Midnight Blue vs Millstream
Both from Behr's palette. Midnight Blue reads as blue-grey, while Millstream reads as blue — two distinct hue families, not close cousins. Millstream (LRV 61) reflects noticeably more light than Midnight Blue (LRV 9), a difference of 52 points that becomes especially apparent in rooms with limited natural light. Both lean blue, so they'll behave similarly in mixed or changing light conditions. With a ΔE of 47.6, the contrast is hard to miss. These aren't variations on a theme — they're two different answers to the same question. Below you'll find 3 real-room photo comparisons where both colors appear side by side, plus 5 simulated room previews.

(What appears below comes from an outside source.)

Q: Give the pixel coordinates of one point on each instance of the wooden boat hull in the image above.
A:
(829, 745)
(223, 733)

Midnight Blue vs Millstream in Real Spaces
3 real rooms side by side. Seeing Midnight Blue and Millstream in actual rooms makes the difference concrete; browse the spaces below to get a feel for how each color lives on a wall.
Living Room
In a living room, color works across both daylight and evening light — the same wall can read very differently at noon and at 8pm. The LRV gap is large enough that Millstream will make the room feel meaningfully brighter than Midnight Blue would.
Bathroom
Bathrooms are one of the few spaces where you're genuinely enclosed by the paint color, which makes the choice between these two more consequential. Millstream reflects noticeably more light off the walls, making the space read more open than Midnight Blue.
Kitchen Cabinets
Kitchen cabinets are constantly compared against adjacent materials, which means subtle differences between these two become much more visible. Millstream reflects noticeably more light off the walls, making the space read more open than Midnight Blue.
Color Details
Midnight Blue vs Millstream Simulated Comparison
5 simulated room previews — drag the slider on each to see Midnight Blue on one side and Millstream on the other.

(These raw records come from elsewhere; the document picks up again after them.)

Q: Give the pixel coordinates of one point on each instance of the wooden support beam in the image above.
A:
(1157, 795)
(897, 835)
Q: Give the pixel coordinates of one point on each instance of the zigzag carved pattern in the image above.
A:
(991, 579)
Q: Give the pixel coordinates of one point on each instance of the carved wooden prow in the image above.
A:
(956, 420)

Digital color is approximate. These simulations are generated from the manufacturer's hex values and overlaid on grayscale room photos — your screen's calibration, brightness, and viewing angle all affect how they render. Before committing to either color, test physical samples in your own space under the light you actually live with.
More Midnight Blue comparisons
See how Midnight Blue stacks up against other well-photographed colors across different brands and tones.